Janie Verret Luster
Janie Verret Luster is a master palmetto basket weaver and cultural preservationist of the United Houma Nation, a state-recognized tribe from southeast Louisiana.
Janie Verret Luster is a master palmetto basket weaver and cultural preservationist of the United Houma Nation, a state-recognized tribe from southeast Louisiana. A dedicated practitioner of diverse tribal customs, she is widely recognized for her coiled half-hitch baskets, made using an intricate weaving technique lost to the Houma for nearly a generation. Reintroduced by Luster in the 1990s, the hitch-coil method with a half-hitch knot—common in areas of South and Central America—is considered limited in North America to Louisiana’s largest tribe of indigenous peoples.

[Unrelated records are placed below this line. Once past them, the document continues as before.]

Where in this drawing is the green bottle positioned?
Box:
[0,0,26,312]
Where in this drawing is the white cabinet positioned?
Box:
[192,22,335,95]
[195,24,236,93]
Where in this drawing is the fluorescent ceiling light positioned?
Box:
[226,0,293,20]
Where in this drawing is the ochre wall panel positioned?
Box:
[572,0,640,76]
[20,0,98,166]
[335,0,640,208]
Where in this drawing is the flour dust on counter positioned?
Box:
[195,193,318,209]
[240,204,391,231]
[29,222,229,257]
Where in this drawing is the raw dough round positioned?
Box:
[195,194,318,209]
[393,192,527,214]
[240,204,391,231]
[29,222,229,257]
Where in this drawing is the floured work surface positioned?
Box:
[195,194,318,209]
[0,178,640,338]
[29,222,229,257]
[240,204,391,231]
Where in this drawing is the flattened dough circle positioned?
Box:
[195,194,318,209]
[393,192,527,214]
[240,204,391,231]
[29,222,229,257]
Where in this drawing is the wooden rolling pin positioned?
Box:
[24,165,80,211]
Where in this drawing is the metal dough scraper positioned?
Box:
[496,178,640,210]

Luster was born in 1952 to Mary and John Gustave Verret Sr., and raised in the community of Bayou DuLarge in Terrebone Parish, where she resides today. As a child she became immersed in tribal culture, learning, for example, the Houma-French language spoken by the tribe for nearly three centuries. She studied herbal folk healing using indigenous flora, a practice handed down from an ancestral traiteuse, or medicine woman. Like generations of Houma women before her, she also mastered the craft of palmetto-frond plaiting to make fans, hats, mats, and baskets using a flat hexagonal weave.

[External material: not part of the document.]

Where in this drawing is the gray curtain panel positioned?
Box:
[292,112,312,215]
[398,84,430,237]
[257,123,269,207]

In the early 1990s, Luster became interested in the coiled half-hitch, an ancient, and laborious, weaving technique that had disappeared from the tribe sometime in the 1940s. Luster recalls seeing pictures of half-hitch baskets in a slim volume about tribal life at the time of European contact titled I Heard the Song of the Houmas: J’entends la Chanson des Houmas (1992). She soon had an opportunity to see a half-hitch palmetto basket firsthand when Richard Conn, then curator of Native American art at the Denver Art Museum in Colorado, traveled to southeast Louisiana with one in hand from the institution’s collection. Leading a workshop at the Houma community center, Conn used ribbon and rope to show participants the basic weave. Luster began practicing at home and, in 1998, presented the Denver Art Museum with her own meticulously rendered half-hitch palmetto basket, thus bringing the lesson full circle.
Baskets are made using dwarf palmetto (Sabal minor) collected from the swamps and bayous common to southeast Louisiana. Traditionally harvests followed the lunar cycle, with fronds being gathered during a full or new moon; however, today they may be collected whenever need dictates. Fronds cut from the preferred heart of the plant are allowed to dry, a critical process that may take several weeks depending upon the weather, and then cut into strips. Before a weaver begins assembling the basket, however, the narrow bands must be soaked in water to increase their pliability. The coarser strips derived from the blades’ outer edges are, in turn, gathered into bundles and wrapped with the flexible strips cut from the leaves’ soft middle. The weaver must then coil the secured bundle around itself to begin forming a base and building the basket’s sides. Modestly scaled baskets may take twenty-four hours to complete, while larger works often require several days or weeks.
In addition to baskets, Luster makes dolls from cured Spanish moss and jewelry and home decor using the dried diamond-shaped scales of the alligator gar (Atractosteus spatula), a ray-finned fish native to the southeastern United States. Luster demonstrates her traditional crafts at various cultural events across the state, including the New Orleans Jazz and Heritage Festival, and has passed on her skills to her children and grandchildren, who frequently join her at such gatherings. A tribal council member, she has been the recipient of the United Houma Nation Cultural Preservation award as well as the Louisiana Division of the Arts Folklife Fellowship award. In 2011, Luster was inducted into the Louisiana Hall of Master Folk Artists.